Euro Zone Retail Sales Slump, Deflation Worries Arise with Lack of Demand

by on February 5, 2014 10:42 am BST

The holiday shopping season for the euro zone was discouraging as retail sales slump more than analysts forecasted. Retail sales fell 1.6 percent in the euro-bloc, while analysts were expecting a decline of .7 percent. November’s retail sales were revised downward from 1.4 percent to .9 percent, according to data from Eurostat.

Regardless of positive signs in many euro zone countries, consumers are still hurt by high, double-digit unemployment. Less descretionary income means less demand for non-essentials. Deflation is also becoming a materializing risk as inflation remains under one percent, .7 percent in January.

As consumers refrain from spending where it is not needed, businesses are having to repeatedly discount merchandise in order to attract demand. Unfortunately, the price discounting could exacerbate potential deflation.
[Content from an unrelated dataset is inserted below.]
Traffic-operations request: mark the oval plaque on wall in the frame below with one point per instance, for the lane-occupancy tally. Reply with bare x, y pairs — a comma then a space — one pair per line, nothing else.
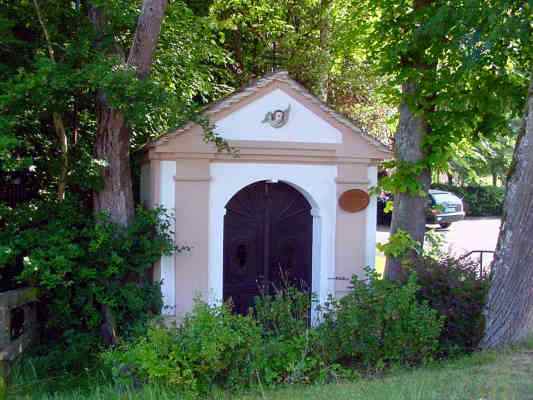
354, 200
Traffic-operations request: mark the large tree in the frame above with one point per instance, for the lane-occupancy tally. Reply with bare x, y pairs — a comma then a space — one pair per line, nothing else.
112, 144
On Thursday, the European Central Bank (ECB) will have their benchmark rate decision, which is expected to remain at the historical low of .25 percent.

JP Morgan’s Greg Fuzesi said “some expect a move on rates, some expect a move on liquidity and some expect no move at all, including us.” The ECB could follow in the Federal Reserve’s zero-interest rate policy, ZERP, but it is unlikely that the central bank will do anything aggressive to help mend the ailing economy.

The EURUSD is down modestly, currently trading at 1.3503.